Letti – dal blog di Poetella

ecco, caro Giò, quanto richiesto… letto di mio figlio, al quale abbiamo tolto la piediera, che lui non c’entrava! letto mio… questo è quanto… 😉

per giomag59… — Poetella’s Blog

Amiche e amici, ieri abbiamo parlato di letti in ferro battuto ed è doveroso far partire la rubrica “Letti”; chi si aspettasse storie di alcove rimarrebbe deluso per diversi motivi: principalmente perché, come si sa, il gentiluomo gode e tace, poi perché è prudente dare ascolto ai suggerimenti guerreschi come “taci, il nemico ti ascolta” ed infine perché, come diceva De Sica padre in “Pane amore e…”, per me, oramai…

Rimarrà deluso anche chi si aspetta recensioni di letture: no, ci sono già eccellenti blog di recensioni, non c’è bisogno che mi ci metta anch’io, che tra l’altro sto leggendo ora “Ragazzi di vita” di Pasolini, non sarebbe proprio una recensione freschissima.

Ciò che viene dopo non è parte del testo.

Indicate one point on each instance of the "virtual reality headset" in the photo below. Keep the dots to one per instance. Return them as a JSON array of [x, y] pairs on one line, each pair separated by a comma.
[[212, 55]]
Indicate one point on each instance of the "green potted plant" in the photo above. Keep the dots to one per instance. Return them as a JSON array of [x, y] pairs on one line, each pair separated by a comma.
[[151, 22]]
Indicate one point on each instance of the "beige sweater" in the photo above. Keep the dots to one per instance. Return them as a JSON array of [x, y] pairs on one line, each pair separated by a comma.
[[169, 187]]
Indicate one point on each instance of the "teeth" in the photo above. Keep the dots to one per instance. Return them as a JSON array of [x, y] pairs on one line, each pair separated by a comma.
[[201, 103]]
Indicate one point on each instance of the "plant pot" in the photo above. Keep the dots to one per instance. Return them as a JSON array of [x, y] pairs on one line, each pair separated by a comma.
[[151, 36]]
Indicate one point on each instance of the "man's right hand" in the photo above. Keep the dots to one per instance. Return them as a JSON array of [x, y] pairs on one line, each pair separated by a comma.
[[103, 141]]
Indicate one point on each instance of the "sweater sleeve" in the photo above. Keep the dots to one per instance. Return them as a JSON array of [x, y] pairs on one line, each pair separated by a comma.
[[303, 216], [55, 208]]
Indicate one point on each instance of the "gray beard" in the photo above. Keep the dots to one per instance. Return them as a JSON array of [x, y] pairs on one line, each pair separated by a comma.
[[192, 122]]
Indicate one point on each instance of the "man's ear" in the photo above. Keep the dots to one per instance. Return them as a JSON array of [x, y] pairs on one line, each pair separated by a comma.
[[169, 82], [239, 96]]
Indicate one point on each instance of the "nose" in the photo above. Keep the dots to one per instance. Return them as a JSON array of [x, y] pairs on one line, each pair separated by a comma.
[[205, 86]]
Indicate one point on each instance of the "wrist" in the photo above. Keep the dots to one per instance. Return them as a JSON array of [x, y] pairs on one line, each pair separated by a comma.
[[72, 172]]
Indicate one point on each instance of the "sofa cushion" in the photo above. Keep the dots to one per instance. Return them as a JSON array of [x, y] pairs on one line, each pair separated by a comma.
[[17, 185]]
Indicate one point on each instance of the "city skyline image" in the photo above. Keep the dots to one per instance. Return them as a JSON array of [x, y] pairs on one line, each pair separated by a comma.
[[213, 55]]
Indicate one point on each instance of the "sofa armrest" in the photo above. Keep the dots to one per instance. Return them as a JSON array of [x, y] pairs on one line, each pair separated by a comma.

Ringrazio Poetella, poetessa come dice il nome stesso e soprattutto amante e cultrice (si dice cultrice?) del bello in tutte le sue forme, per aver dato il primo contributo; chi non l’ha ancora fatto vada a curiosare nel suo blog dove oltre le belle poesie mette in mostra gli oggetti che colleziona nella sua casa-museo.

Mio padre sapeva costruire ed aggiustare i letti in ferro battuto. Non so in quanti hanno un’idea di quanto lavoro occorra per partire da un tondino di ferro del 12 e farci uscire la testiera di un letto, quanto carbone deve bruciare per alimentare la forgia, e quante martellate per spianare i riccioli; e quanto ingegno per far stare insieme tutti i pezzi prima che si inventasse la saldatura… e gli ovali con disegni floreali, o piccoli camei, che si incastonavano tra i ricci. Oggi i letti in ferro si fanno ancora, sono prodotti industrialmente, e li vengono come ferro battuto anche se di battuto hanno veramente poco. Quanti artigiani saranno rimasti in Italia a saperli fare? Quanti hanno ancora tra le mani la sapienza per creare un pezzo che supererà la propria vita, e quella di chi l’ha ordinato?